07 novembre 2010 : Quatre tendances (3) au Grand Théâtre de Bordeaux


marc-emmanuel zanoli et mika yoneyama dans tetris
Yumi Aizawa et Marc-Emmanuel Zanoli dans Tétris (chor. Anthony Égéa)


Troisième édition de la formule, ce programme «Quatre tendances» ne déroge pas à son principe initiateur : une création mondiale, suivie de trois œuvres récentes, présentées dans un ordre antichronologique. Il se trouve que dans cette disposition, forcément voulue, la charge émotionnelle ne cesse de monter d’œuvre en oeuvre, jusqu’au déjà classique Petite mort, de Jiří Kylián, créé en 1991. On peut même avancer que la première partie du spectacle ne semble qu’une aimable mise en bouche avant une deuxième qui en fait tout le prix. Faut-il en déduire que la danse actuelle est dans un creux d’inspiration? Ce serait généraliser trop rapidement. Disons plutôt que le tamis de l’histoire fait déjà son tri, même sur une période aussi courte que vingt ans.

tetris
Tétris (chor. Anthony Égéa)

Qui d’entre nous ne s’est jamais essayé à ses heures perdues au Tétris, ce fascinant jeu vidéo où il faut imbriquer des formes géométriques le plus parfaitement possible, sans laisser de vide? A vrai dire, on ne voit guère le lien avec ce que nous présente sous ce titre Anthony Egéa, sur une commande de l’Opéra National de Bordeaux. Les figures ne s’emboîtent ici pas mieux qu’ailleurs. A moins qu’il ne s’agisse plus abstraitement d’un assemblage de styles. En effet, Anthony Égéa  s’étant nourri à différentes sources, du hip-hop à la danse classique, en passant par une multitude de techniques, son langage restitue ces diverses influences, pour, selon ses propres mots, «faire groover» la technique classique. Le résultat n’est que partiellement convaincant.

tetris
Yumi Aizawa et Marc Emmanuel Zanoli dans Tétris (chor. Anthony Égéa)
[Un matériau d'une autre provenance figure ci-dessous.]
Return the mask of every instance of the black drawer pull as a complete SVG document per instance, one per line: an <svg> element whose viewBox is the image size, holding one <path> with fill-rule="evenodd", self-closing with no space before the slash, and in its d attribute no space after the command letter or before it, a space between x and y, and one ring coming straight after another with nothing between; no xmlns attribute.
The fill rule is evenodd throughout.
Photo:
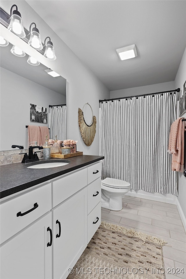
<svg viewBox="0 0 186 279"><path fill-rule="evenodd" d="M29 209L29 210L28 210L28 211L26 211L26 212L24 212L24 213L22 213L21 211L19 211L19 212L17 213L17 217L18 217L19 216L23 216L24 215L26 215L26 214L28 214L28 213L29 213L30 212L31 212L31 211L34 210L34 209L35 209L37 207L38 207L38 205L37 203L34 203L34 207L33 208L31 208L31 209Z"/></svg>
<svg viewBox="0 0 186 279"><path fill-rule="evenodd" d="M96 195L94 195L94 195L93 195L93 197L96 197L96 196L97 196L97 195L98 195L98 194L99 194L99 192L98 192L98 191L97 191L97 194L96 194Z"/></svg>
<svg viewBox="0 0 186 279"><path fill-rule="evenodd" d="M97 222L98 222L98 220L99 220L99 218L98 218L98 217L96 217L96 218L97 218L97 221L96 221L96 222L93 222L93 224L96 224L96 223Z"/></svg>
<svg viewBox="0 0 186 279"><path fill-rule="evenodd" d="M50 227L48 227L47 228L47 231L48 232L49 231L50 231L50 242L48 242L47 244L47 247L49 246L51 246L52 245L52 230L50 228Z"/></svg>
<svg viewBox="0 0 186 279"><path fill-rule="evenodd" d="M57 238L57 237L60 237L61 235L61 223L58 220L57 220L56 221L56 223L59 224L59 234L56 235L56 238Z"/></svg>
<svg viewBox="0 0 186 279"><path fill-rule="evenodd" d="M99 172L99 171L98 171L97 169L97 171L96 172L93 172L93 174L97 174L98 172Z"/></svg>

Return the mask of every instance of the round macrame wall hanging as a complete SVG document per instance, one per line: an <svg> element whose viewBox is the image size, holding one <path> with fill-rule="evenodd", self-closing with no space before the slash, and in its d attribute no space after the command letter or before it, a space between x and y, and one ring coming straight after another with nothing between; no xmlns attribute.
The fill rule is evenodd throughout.
<svg viewBox="0 0 186 279"><path fill-rule="evenodd" d="M92 119L90 125L87 125L84 119L83 110L85 105L90 106L92 111ZM79 130L83 140L86 145L90 146L92 143L96 134L96 117L93 116L92 108L87 103L85 104L82 110L79 108L78 109L78 122Z"/></svg>

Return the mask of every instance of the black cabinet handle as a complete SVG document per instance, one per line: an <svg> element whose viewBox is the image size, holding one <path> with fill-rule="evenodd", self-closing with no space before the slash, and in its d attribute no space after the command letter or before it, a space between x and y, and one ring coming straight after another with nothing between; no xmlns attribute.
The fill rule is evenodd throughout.
<svg viewBox="0 0 186 279"><path fill-rule="evenodd" d="M56 238L57 238L57 237L60 237L61 235L61 223L58 220L57 220L56 221L56 223L59 224L59 234L56 235Z"/></svg>
<svg viewBox="0 0 186 279"><path fill-rule="evenodd" d="M96 172L93 172L93 174L97 174L98 172L99 172L99 171L98 171L97 169L97 171Z"/></svg>
<svg viewBox="0 0 186 279"><path fill-rule="evenodd" d="M99 220L99 218L98 218L98 217L97 217L96 218L97 218L97 221L96 221L96 222L93 222L93 224L96 224L96 223L97 222L98 222L98 220Z"/></svg>
<svg viewBox="0 0 186 279"><path fill-rule="evenodd" d="M49 246L51 246L52 243L52 230L49 227L48 227L47 228L47 231L48 232L49 231L50 231L50 242L48 242L47 244L47 247Z"/></svg>
<svg viewBox="0 0 186 279"><path fill-rule="evenodd" d="M18 217L19 216L23 216L24 215L26 215L26 214L28 214L28 213L29 213L30 212L31 212L31 211L34 210L34 209L35 209L37 207L38 207L38 205L37 203L34 203L34 207L33 208L31 208L31 209L29 209L29 210L28 210L28 211L26 211L26 212L24 212L24 213L22 213L21 211L19 211L19 212L17 213L17 217Z"/></svg>
<svg viewBox="0 0 186 279"><path fill-rule="evenodd" d="M99 192L98 192L98 191L97 191L97 194L96 194L96 195L94 195L94 195L93 195L93 197L96 197L96 196L97 196L97 195L98 195L98 194L99 194Z"/></svg>

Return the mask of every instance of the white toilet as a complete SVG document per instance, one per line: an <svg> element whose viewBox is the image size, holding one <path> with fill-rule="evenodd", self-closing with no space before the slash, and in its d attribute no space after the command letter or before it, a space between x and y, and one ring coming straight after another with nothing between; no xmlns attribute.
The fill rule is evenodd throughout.
<svg viewBox="0 0 186 279"><path fill-rule="evenodd" d="M101 207L111 210L123 208L122 195L130 191L130 184L124 180L107 178L101 180Z"/></svg>

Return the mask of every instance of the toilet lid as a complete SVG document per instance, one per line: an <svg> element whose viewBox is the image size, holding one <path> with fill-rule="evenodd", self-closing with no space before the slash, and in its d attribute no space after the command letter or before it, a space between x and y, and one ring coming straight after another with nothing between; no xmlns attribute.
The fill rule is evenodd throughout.
<svg viewBox="0 0 186 279"><path fill-rule="evenodd" d="M126 188L129 187L130 184L124 180L115 178L107 177L101 181L101 184L105 186L116 188Z"/></svg>

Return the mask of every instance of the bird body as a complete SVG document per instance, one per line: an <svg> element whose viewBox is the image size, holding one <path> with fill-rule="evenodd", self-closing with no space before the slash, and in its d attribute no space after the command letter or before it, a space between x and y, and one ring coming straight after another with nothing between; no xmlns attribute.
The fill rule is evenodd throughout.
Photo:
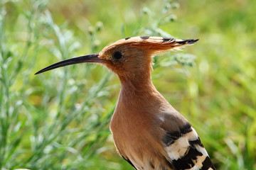
<svg viewBox="0 0 256 170"><path fill-rule="evenodd" d="M110 123L119 154L135 169L215 169L196 130L156 90L151 80L153 56L198 40L142 36L120 40L100 53L67 60L57 67L97 62L121 82Z"/></svg>

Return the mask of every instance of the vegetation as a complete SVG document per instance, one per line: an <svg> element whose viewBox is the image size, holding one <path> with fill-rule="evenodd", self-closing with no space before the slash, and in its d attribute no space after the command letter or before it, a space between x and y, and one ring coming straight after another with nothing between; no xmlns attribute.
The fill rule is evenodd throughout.
<svg viewBox="0 0 256 170"><path fill-rule="evenodd" d="M108 128L116 76L90 64L33 74L137 35L201 39L156 57L154 84L218 169L256 169L256 1L0 1L1 169L132 169Z"/></svg>

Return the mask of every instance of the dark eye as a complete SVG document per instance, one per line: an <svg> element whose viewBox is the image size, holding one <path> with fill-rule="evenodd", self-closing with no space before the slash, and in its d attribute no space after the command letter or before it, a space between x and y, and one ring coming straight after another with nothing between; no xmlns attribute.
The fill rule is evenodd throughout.
<svg viewBox="0 0 256 170"><path fill-rule="evenodd" d="M117 51L117 52L114 52L113 57L114 59L121 59L122 57L122 52L119 51Z"/></svg>

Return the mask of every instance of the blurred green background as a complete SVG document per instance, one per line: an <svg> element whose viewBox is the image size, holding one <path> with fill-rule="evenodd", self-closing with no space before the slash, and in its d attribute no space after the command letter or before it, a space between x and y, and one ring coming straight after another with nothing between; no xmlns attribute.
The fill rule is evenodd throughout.
<svg viewBox="0 0 256 170"><path fill-rule="evenodd" d="M33 74L125 37L200 38L154 58L156 89L218 169L256 169L256 1L0 1L0 169L132 169L109 130L118 78Z"/></svg>

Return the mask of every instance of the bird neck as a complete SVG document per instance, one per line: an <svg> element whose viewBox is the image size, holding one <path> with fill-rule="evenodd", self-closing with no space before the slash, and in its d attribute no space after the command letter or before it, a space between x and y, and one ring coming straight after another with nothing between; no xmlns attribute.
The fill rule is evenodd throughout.
<svg viewBox="0 0 256 170"><path fill-rule="evenodd" d="M151 74L133 74L133 76L119 76L121 83L121 93L128 96L143 95L156 91L151 79Z"/></svg>

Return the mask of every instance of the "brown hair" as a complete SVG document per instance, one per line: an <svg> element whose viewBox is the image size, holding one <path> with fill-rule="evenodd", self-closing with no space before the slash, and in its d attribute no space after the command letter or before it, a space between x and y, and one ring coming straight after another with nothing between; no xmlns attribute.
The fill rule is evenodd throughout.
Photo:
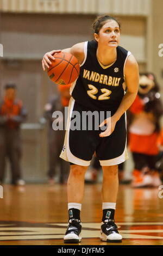
<svg viewBox="0 0 163 256"><path fill-rule="evenodd" d="M106 23L108 20L115 21L119 26L120 29L121 29L121 24L116 18L107 14L102 16L98 16L92 23L92 28L95 33L98 34L101 28Z"/></svg>

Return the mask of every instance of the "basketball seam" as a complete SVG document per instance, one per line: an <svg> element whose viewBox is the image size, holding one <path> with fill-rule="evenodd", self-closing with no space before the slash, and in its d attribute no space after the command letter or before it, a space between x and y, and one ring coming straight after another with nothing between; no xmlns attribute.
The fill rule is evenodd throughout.
<svg viewBox="0 0 163 256"><path fill-rule="evenodd" d="M70 62L70 61L71 60L72 57L73 57L73 55L71 57L71 58L70 58L69 62ZM62 71L62 72L61 72L61 74L60 74L60 75L59 76L59 77L58 78L58 79L57 79L57 80L55 80L55 82L57 82L58 81L58 80L60 78L60 77L61 77L61 76L62 75L62 74L63 74L63 72L65 71L65 69L66 69L66 68L68 66L68 64L70 63L69 62L67 62L68 63L67 63L67 66L65 66L65 69L64 69L64 70Z"/></svg>
<svg viewBox="0 0 163 256"><path fill-rule="evenodd" d="M59 57L56 57L56 59L61 59L61 58L59 58ZM77 73L78 73L78 71L77 69L74 66L76 65L79 64L78 62L77 62L74 65L73 65L73 64L71 63L71 62L70 62L70 60L68 61L68 60L67 60L67 59L64 59L64 60L65 60L65 62L68 62L68 63L70 64L71 65L72 65L76 69L76 70L77 70Z"/></svg>
<svg viewBox="0 0 163 256"><path fill-rule="evenodd" d="M65 53L64 53L64 57L63 58L60 58L60 59L61 59L61 61L59 63L58 63L57 65L55 65L55 66L53 66L53 68L52 68L52 69L49 69L48 71L48 72L50 71L51 71L53 69L54 69L54 68L55 68L57 66L58 66L58 65L59 65L60 64L61 64L61 62L62 62L63 60L64 60L64 57L65 57Z"/></svg>

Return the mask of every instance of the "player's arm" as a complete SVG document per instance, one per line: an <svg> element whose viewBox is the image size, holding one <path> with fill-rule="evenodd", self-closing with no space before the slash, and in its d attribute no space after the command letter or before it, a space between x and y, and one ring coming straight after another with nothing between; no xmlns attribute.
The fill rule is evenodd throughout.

La toute première partie, utilisant des piétinés sur pointes, manque par trop de densité pour capter totalement notre intérêt. Les mouvements secs et anguleux se déploient avec davantage d’acuité à l’entrée des garçons, dans un univers tribal très machiste. Mais c’est dans le superbe duo central entre Juliane Bubl et Alvaro Rodriguez Piňera que la démarche du chorégraphe prend tout son sens. La fusion des styles dégage alors une pleine harmonie. Un deuxième duo entre Yumi Aizawa et Marc Emmanuel Zanoli achève la pièce bien abruptement, sans rime ni raison. Est-ce un manque d’inspiration? Ou bien un refus de se contraindre à la moindre règle dramaturgique? Tel qu’il est, on distingue encore des cases vides dans ce Tétris.

the sofa
Davit Gevorgyan et Guillaume Debut dans The Sofa (chor. Itzik Galili)

The Sofa, de Itzik Galili, est une trop brève pochade burlesque, dans l’esprit d’un numéro de musical. Un couple s’explique vigoureusement sur un canapé jaune canari, dans un crescendo de sauts, lancés et portés, de plus en plus spectaculaires. Le canapé se renverse d’épuisement et le duo, même répété à l’identique, prend soudain une nouvelle tournure, nous emmenant de surprise en hilarité. Les danseurs s’en donnent à cœur joie, poursuivant avec bonheur le spectacle pendant les saluts. La silhouette très fluette et androgyne de Guillaume Debut fait merveille dans le rôle du trublion.

the sofa
Stéphanie Gravouille et Felice Barra  dans The Sofa (chor. Itzik Galili)

Reprise de Quatre tendances/2, avec la même distribution, Annonciation d'Angelin Preljocaj affiche une ambition proche de la gageure. Comment traduire un Mystère chrétien en écriture chorégraphique? Malgré notre scepticisme initial, la réussite semble totale, et la vision que propose Angelin Preljocaj (ou faut-il l’appeler 
«Fra Angelico Preljocaj»?) est à la hauteur des interprétations picturales des meilleurs maîtres.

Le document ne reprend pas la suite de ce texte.